One of those neighbors, Beth Soloff, had recently built on her own property, inspiring the Fussells to craft a dream home of their own.

Like most people who love to build and remodel homes, Sharon had a thick file full of cutout magazine photos of her favorite design elements awaiting the start of her next project. She worked with architectural designer Nancy Underwood, owner of Signal Mountain-based Residential Designs, to incorporate those elements into a space that fit the couple's needs and lifestyle.

At nearly 7,000 square feet, the cottage-style home has four bedrooms, each with its own bath. An open floor plan is highlighted by 10-foot ceilings on the main level, which includes a formal dining area, sunken living room and eat-in kitchen, all tied together with oak flooring and a red-and-black color scheme throughout. The moody palette is brightened with natural light from the floor-to-ceiling glass-paned doors facing the bluff, topped with unique diamond-pattern transom windows, an architectural detail used throughout the home that's among Sharon's favorite features.

She's also a huge fan of the exterior, made of Hardie board and mountain stone, as well as the colors she selected for the interior with the guidance of local decorator Marsha Yessick. "I chose colors that I like to wear," Sharon says, adding that she loves the "especially yummy" color chosen for the great room and front door, Raspberry Truffle, a warm red with tones of orange and chocolate.

The kitchen features a Sub-Zero refrigerator, Wolf range, wine storage, island and pantry. The Key lime green of the terrazzo-style tile flooring is echoed in the window treatment, backsplash tiles and flowers on the wallpaper. The black background of the wallpaper design complements the black granite countertops and island, contrasting nicely with the white Wood-Mode cabinets. Skylights help bring in natural light and highlight the twin chandeliers suspended from the vaulted white tongue-and-groove ceiling.

The home's stellar view can be enjoyed from two large screened porches, one of which is located off the kitchen and living room on the main level. The other sits off the upper-level bedroom suite. Sharon says she loves a cozy fire, which she can enjoy in the master, the great room or the screened porch off the kitchen - and which is perfect for entertaining guests. When she finds herself alone, she can linger over a cup of coffee in the master without ever heading to the kitchen, using the master's hotel-style beverage station.
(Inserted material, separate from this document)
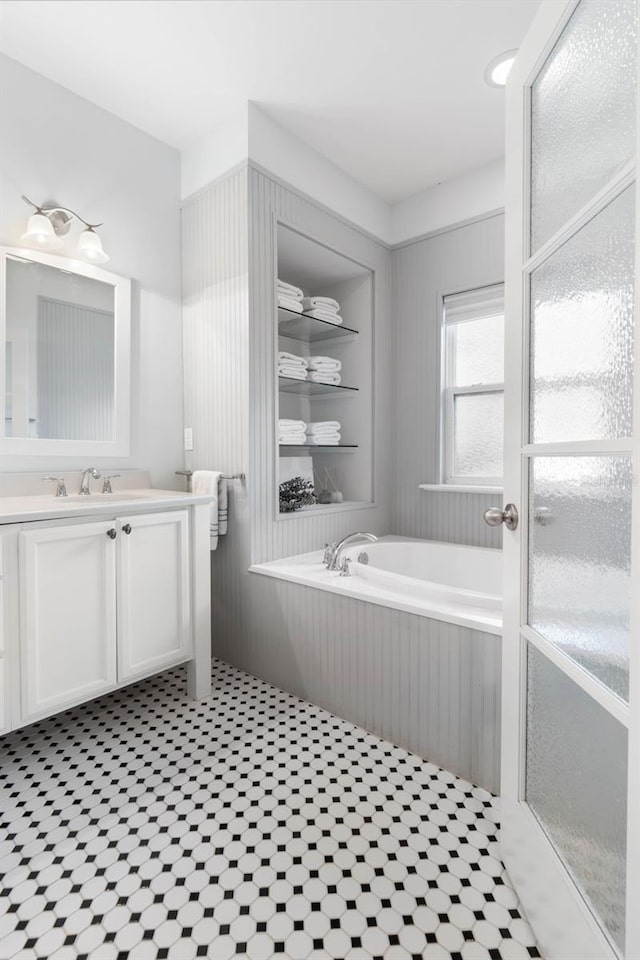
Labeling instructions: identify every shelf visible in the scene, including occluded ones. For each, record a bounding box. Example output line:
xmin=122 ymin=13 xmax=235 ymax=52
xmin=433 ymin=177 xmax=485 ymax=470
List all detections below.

Each of her grandchildren has at one point slept in the nursery, which is attached to one of the guest rooms on the second level. The bedroom connects via a bathroom to a separate seating area featuring hand-painted scrollwork to match the room's window treatments and the bathroom wallpaper pattern.

Another aspect of the home Sharon adores is the landscaping, which, like when she and her husband lived next door, was all planted by David Fussell, including weeping cherries, corkscrew willows, Japanese maples and rhododendrons. "It was his passion and his hobby," she says of her late husband, who passed away suddenly from an aortic dissection in 2014.

Added in the spring of 2015, the spacious recreation and media room on the lower level was a space he had envisioned their grandchildren using when they came to visit. It features a ping pong table, entertainment center, plenty of storage behind red barn-style sliding doors, built-in bookcases and a guest room with private bath that's currently occupied by a Covenant College student. A telescope beckons stargazers near the bench seating along the bay windows overlooking the bluff.

Playful gnomes are scattered throughout the property, and one can imagine the mischievous little men escaping from nearby Rock City to find a permanent perch on Fussell's front stoop, hanging in her magnolia tree or holding an exterior light.